Not that every member of the Gold-Ichelson household feels so strongly about their two-family suburbia. For the last year, Mr. Ichelson, who works in advertising at DirecTV, has been eyeing the real estate listings and driving his wife to open houses. “He wants more space,” she said. “He’s over sharing a living room with the kids.”
But Ms. Gold is loath to leave and not just because of the boys. Through Max and Jaret, Ms. Gold and Jaret’s mother, Hillary Solomon, have become close. Now the families have Thanksgiving together: Appetizers and dessert are in the Gold-Ichelson apartment; dinner is at the Solomons’s. It’s a friendship, in fact, that Ms. Gold anticipates outlasting the children’s.

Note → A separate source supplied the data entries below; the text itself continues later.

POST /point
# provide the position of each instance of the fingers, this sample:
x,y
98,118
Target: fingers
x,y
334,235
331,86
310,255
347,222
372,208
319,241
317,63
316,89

“I can’t make sure that relationships the boys have now will remain strong into the future,” she said. “I don’t know a single person that I was friends with in fifth grade. But Hillary and I will carry through regardless of what happens with the kids.”
In Brooklyn, the Fergusons recognize that their children and the neighbors’ children might eventually grow apart, but they don’t anticipate this happening anytime soon.
“They’re at the age when girls and boys separate and that just isn’t the story for these kids,” Mr. Ferguson said. “They’ll stay like siblings or cousins, even if Lucia goes punk rock and Arlo goes Celine Dion.”
But not all relationships are without tension. Children, like adults, can blow hot and cold on their friends, and the periods of frost can be awkward. It’s difficult enough in the suburbs, but even worse when you’re stuck in a painfully slow prewar elevator with the parents of your child’s frenemy.
In Brooklyn, Ms. Gilmore has learned to turn neighborhood tensions into teachable moments. One recent encounter, she said, presented the “perfect opportunity for my daughter to learn how to talk to people who rub you the wrong way.”
For the Gilmores, the surrounding blocks seem like a small town, their own urban microcosm. And if that means bumping into some people you’d rather not, it also means having close friends nearby. Ms. Gilmore is hoping to make her queen bunk beds work as long as possible. “For now, it’s really doable,” she said.